June 18, 2012

John Cleese on ‘How Creativity Works’

How do you explain creativity? Can creative ideas be processed, where adding effort and time into a process can end in a creative result? Or is it a less quantifiable, mystical occurrence that simply appears one morning in the shower?

John Cleese, from one of his clever and insightful lectures from the 1990s, says it’s neither – but it’s also both. To clarify his thesis, he outlines a process of five key factors which eloquently and persuasively explains how creativity really works, and how to foster an atmosphere that fits its nuances to ultimately generate genuinely creative ideas.
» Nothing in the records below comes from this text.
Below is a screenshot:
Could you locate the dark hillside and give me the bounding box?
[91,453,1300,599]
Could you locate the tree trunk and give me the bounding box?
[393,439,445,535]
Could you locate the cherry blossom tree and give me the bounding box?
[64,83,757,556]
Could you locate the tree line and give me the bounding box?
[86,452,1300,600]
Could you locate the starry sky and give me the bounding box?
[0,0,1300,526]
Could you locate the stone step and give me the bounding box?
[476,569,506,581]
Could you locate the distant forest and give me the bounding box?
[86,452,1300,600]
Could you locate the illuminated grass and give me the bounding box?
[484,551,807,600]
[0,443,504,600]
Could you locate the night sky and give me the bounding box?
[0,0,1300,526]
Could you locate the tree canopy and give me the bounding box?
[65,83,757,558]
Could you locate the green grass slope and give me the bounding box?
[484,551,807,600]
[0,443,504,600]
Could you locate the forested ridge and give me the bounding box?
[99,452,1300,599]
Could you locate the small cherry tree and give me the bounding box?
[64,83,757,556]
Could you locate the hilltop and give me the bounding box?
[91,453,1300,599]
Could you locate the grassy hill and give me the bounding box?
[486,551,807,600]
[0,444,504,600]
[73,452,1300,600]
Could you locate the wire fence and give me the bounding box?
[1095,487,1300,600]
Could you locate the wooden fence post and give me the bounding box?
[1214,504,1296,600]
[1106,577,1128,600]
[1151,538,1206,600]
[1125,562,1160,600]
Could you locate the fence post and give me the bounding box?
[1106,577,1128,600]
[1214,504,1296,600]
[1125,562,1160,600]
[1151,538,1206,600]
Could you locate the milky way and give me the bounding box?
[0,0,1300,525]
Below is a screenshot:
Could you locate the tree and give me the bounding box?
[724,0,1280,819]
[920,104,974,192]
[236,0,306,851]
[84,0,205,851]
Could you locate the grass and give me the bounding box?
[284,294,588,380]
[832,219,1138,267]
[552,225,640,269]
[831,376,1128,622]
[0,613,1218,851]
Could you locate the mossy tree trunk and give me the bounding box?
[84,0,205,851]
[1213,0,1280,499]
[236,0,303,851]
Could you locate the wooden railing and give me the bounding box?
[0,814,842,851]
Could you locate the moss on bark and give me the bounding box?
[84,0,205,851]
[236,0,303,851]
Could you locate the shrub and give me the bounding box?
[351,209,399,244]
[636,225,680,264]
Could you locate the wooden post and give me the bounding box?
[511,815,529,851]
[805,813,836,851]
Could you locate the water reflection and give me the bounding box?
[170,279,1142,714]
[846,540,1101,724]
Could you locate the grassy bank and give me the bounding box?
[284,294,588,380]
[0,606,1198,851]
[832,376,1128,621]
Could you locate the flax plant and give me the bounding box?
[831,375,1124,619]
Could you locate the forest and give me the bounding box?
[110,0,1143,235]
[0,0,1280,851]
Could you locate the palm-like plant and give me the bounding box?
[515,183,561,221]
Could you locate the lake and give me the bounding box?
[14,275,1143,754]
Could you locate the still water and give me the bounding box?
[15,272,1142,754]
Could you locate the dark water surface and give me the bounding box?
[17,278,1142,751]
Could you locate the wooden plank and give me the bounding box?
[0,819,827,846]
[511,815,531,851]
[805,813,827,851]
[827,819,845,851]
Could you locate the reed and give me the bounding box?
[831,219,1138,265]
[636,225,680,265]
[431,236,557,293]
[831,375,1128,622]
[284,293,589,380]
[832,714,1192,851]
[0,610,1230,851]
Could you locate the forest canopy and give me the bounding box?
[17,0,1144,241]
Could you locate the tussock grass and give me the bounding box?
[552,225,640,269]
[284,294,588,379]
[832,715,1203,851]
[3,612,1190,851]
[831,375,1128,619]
Cleese makes a clear distinction in the ways that we think: an open mode (for broader-scope pondering, experimenting with possibilities, encouraging wild ideas), and a closed mode (a narrowed, focused point of view for implementation, decisions, and action). He argues that both are valuable and required, but consciously balancing the two is key:

“To be at our most efficient, we need to be able to switch backwards and forward between the two modes. But — here’s the problem — we too often get stuck in the closed mode. Under the pressures which are all too familiar to us, we tend to maintain tunnel vision at times when we really need to step back and contemplate the wider view.”

It’s a wonderfully poignant and entertaining lecture that’s just as relevant as it was twenty years ago; and arguably even more important to appreciate today.